Despite what you see on QVC, not everyone is cut out to be an inventor. If your ideas are of the okra storage or upside down rotating clock varieties, better keep job hunting and leave the inventing to the Thomas Edison types. But if you have an idea for, say, a swimsuit that makes us all look like Gisele, go for it!

Tuesday, April 6, 2010

A Seasonal Symposium

I feel like Spring owes me an apology. Because, obviously, this is not what I had in mind when I was fantasizing about Spring during my ongoing relationship with Winter. Don't get me wrong, Winter wasn't all bad. He brought snow to Raleigh, more than once. Granted we were ill-prepared with our one snow plow trying to clear the roads of the entire city. But Winter also offered his usual attractions of holidays, cute scarves, hot chocolate and snuggly darkness. (When you enjoy sleeping as much as I do, eighteen hours of darkness is okay.) But I wasn't really happy with Winter. He got to be a little depressing and fattening. So I longed for Spring. Or the idea of Spring at least. You know, 75 degree temperatures, tulips, trips to the park, exercising outdoors, and strawberries!

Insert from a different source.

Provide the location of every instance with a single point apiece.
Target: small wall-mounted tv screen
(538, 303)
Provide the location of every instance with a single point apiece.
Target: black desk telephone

But Spring always does this, seduces us with butterflies and sunshine, then knocks us out with chores, heat and pollen. And when I say pollen, I don't mean a little fairy dusting for bees to get high on. I mean POLLEN. End times, plague-level pollen. If the pollen is worse somewhere other than Raleigh, North Carolina, I would hate to see it. Because we now have a situation that qualifies us for emergency government assistance. Certainly, two feet of pollen counts as a federal disaster.

I have seen poor souls who don't have the luxury of parking in a garage, digging their cars out with brooms and shovels, and our entire neighborhood looks like someone colored over it with a neon highlighter. I would assume agents are already investigating the CEOs of Claritin, Zyrtec, and Allegra, to see if they are flying over with crop dusters at night. I have seen people, not in the medical profession, wearing doctor masks to go to the grocery store. And the worst part for me is that I can't wear lip gloss anymore. Because if I do, and I accidentally step into the pollenstorm, my lips get thickly-coated in a gritty yellow powder. Beyond disgusting, it would only pass for fashionable on Sesame Street.

And pollen isn't my only grievance with Spring. It's 93 today. And, last I checked, it's April 6th. If temperatures rise by even only half a degree each day from now to the end of August, that puts us at 166 degrees by August 31st. In which case, we may as well light ourselves on fire, right? As the case against this felonious Spring goes on, the grass is growing at such an alarming rate that my husband may need to quit his job to mow it round the clock. And the ants are marching in with fierce determination, in total disregard to traps and sprays, because it's too freakin' hot for them outside to sit around and construct elaborate vacation homes. They've decided if they're goin' down, they're goin' down with a full belly.

So you know what Spring, thanks for the strawberries and butterflies, but you can keep your nasty pollen and your scorching heat and shove 'em where the sun doesn't shine. (Around here that's only from 8pm-6am.) And if you do decide to apologize, don't send flowers!